Qu’attendre de 2023 ? La perspective d’un fort ralentissement de la conjoncture mondiale au premier trimestre 2023, combinée à des consensus d’estimations bénéficiaires qui doivent sans doute encore s’ajuster à la baisse de quelques pourcents, milite pour une stratégie d’allocation prudente qui privilégie les entreprises financièrement les plus solides (peu sensibles au resserrement des conditions financières), et dont la profitabilité est protégée par un pricing power suffisamment fort pour pouvoir répercuter les hausses de coûts, notamment salariaux, sur leurs prix de vente. L’environnement se prête merveilleusement bien aux stratégies actives de stock picking (sélection de valeurs individuelles) abandonnées par les gérants d’actifs durant la période de taux d’intérêt réels négatifs au profit de stratégies d’allocation passives ou semi-passives faisant la part belle aux fonds d’investissement indexés. A condition d’offrir suffisamment de valeur aux investisseurs, les gagnants de la crise devraient confirmer leur statut de leader boursier en 2023. Mais les investisseurs auraient sans doute tort d’abandonner un peu trop rapidement les valeurs les plus cycliques dont les attentes bénéficiaires reflètent déjà un scénario plutôt sombre (construction, constructeurs automobiles, matières premières, chimie, banques). En effet, les risques de poursuite du redressement des taux réels persistent, ce qui milite pour une bonne diversification entre les thèmes value (secteurs énergétiques et financiers toujours fortement décotés) et la croissance. Dans ce dernier segment, le marché baissier qui a frappé le secteur technologique, non immunisé face au ralentissement économique, a recréé les conditions favorables à la chasse aux bonnes affaires, notamment dans le segment des semi-conducteurs et les services informatiques.

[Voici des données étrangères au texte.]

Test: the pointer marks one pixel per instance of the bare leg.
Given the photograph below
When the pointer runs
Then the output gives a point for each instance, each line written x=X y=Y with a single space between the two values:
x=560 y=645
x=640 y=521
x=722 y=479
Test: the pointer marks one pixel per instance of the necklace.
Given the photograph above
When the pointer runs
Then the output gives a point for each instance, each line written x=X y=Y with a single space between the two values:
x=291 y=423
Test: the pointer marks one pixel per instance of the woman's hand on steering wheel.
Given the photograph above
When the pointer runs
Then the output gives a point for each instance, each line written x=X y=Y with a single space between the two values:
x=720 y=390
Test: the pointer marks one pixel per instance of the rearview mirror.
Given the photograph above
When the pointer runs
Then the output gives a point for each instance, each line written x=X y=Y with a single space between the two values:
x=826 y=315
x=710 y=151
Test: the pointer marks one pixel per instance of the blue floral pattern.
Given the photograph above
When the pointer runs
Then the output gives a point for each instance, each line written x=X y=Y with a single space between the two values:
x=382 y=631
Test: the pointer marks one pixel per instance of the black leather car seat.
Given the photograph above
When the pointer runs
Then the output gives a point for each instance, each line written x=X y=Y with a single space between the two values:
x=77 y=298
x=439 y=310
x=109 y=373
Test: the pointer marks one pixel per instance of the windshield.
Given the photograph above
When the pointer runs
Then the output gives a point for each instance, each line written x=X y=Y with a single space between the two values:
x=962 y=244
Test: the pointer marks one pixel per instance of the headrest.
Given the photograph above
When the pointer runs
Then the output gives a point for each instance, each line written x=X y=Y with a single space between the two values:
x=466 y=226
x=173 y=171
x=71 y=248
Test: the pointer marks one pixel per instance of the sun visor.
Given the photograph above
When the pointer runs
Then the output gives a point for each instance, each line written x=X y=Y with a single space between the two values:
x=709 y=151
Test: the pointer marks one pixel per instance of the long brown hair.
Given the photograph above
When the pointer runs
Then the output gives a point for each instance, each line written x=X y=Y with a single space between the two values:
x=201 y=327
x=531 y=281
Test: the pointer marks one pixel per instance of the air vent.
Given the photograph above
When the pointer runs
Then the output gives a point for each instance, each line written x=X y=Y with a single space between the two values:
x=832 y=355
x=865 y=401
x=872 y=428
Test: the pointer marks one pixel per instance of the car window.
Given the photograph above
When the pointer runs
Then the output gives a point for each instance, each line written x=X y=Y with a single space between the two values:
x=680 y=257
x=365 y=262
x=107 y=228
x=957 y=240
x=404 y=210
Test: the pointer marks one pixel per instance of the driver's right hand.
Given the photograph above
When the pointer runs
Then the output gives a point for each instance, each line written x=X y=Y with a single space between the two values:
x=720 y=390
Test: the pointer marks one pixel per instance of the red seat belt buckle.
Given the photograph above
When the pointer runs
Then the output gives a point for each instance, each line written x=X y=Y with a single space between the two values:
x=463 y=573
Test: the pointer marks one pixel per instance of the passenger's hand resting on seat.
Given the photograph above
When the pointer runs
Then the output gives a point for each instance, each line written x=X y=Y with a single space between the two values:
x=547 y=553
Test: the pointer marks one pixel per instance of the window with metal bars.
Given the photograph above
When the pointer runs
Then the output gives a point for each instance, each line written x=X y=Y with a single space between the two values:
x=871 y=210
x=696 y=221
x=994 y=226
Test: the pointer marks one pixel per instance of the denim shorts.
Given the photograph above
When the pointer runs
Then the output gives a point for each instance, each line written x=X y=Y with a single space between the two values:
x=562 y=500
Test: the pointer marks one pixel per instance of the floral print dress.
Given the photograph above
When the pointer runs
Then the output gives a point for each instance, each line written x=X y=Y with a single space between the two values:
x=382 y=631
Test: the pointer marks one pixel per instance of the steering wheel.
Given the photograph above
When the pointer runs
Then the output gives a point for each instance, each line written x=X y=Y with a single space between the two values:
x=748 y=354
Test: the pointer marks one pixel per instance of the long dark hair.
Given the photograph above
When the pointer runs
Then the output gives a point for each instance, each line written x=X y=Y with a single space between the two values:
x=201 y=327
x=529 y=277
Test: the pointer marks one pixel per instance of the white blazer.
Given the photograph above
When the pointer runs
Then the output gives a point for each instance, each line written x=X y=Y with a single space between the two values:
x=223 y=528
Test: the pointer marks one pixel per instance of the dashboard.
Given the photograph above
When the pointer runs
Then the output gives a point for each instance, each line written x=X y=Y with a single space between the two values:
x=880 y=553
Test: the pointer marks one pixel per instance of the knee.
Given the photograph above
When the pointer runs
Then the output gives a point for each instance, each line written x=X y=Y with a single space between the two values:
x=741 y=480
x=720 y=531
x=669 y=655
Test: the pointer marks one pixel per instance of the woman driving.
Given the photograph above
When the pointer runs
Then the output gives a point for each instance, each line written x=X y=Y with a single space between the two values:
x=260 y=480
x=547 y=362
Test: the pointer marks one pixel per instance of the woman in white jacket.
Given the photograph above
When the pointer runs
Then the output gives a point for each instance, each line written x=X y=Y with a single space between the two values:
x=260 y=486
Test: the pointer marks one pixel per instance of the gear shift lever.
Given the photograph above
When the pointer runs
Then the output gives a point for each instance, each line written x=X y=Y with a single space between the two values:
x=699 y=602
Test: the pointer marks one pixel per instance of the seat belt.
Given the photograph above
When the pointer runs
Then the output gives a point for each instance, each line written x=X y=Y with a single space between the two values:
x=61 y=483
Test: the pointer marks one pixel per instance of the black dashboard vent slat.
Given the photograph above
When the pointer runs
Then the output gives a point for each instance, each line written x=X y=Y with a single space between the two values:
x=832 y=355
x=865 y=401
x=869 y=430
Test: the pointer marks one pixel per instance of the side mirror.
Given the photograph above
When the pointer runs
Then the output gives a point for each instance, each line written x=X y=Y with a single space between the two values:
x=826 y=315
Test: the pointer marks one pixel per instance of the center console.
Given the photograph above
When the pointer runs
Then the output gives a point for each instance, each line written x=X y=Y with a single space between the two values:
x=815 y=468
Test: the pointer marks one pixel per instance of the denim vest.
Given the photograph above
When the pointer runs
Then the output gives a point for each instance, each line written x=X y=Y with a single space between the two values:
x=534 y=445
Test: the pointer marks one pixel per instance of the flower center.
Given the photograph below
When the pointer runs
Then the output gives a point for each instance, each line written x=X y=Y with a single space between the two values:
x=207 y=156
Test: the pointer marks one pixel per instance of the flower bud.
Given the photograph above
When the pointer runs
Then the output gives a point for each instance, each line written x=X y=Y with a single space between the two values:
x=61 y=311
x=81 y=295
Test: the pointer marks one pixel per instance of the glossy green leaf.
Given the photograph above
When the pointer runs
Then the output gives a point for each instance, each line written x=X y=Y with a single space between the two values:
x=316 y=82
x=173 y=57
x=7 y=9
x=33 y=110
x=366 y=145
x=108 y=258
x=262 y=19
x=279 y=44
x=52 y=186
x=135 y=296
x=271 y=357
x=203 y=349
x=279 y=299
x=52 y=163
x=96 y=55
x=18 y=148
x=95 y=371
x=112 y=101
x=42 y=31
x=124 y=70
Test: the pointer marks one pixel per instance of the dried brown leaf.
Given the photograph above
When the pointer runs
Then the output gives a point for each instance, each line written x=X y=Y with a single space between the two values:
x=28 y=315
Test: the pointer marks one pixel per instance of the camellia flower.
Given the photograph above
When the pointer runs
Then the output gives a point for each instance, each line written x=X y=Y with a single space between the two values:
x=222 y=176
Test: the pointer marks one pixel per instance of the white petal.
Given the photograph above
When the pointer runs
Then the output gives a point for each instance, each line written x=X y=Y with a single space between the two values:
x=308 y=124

Il nous faut reconnaître que la trajectoire macroéconomique 2023 est à ce stade très incertaine. Elle dépendra beaucoup de l’évolution de la guerre en Ukraine dont les risques d’escalade n’ont pas disparu, loin s’en faut. Les consensus en matière d’inflation, de taux d’intérêt et de profits des entreprises pourraient donc fluctuer significativement, alimentant de ce fait la volatilité des marchés financiers. Seule une diversification géographique et sectorielle optimale, combinant différents style de gestion et centrée sur une sélection pointue de valeurs individuelles, sera à même de nous permettre de traverser l’année 2023 avec sérénité. Ce nouveau millésime nous confrontera à coup sûr à de nombreux défis, mais offrira aussi d’intéressantes opportunités aux investisseurs patients et rigoureux. Nous profitons de cette conclusion plus optimiste pour vous souhaiter nos meilleurs vœux bousiers pour l’année 2023.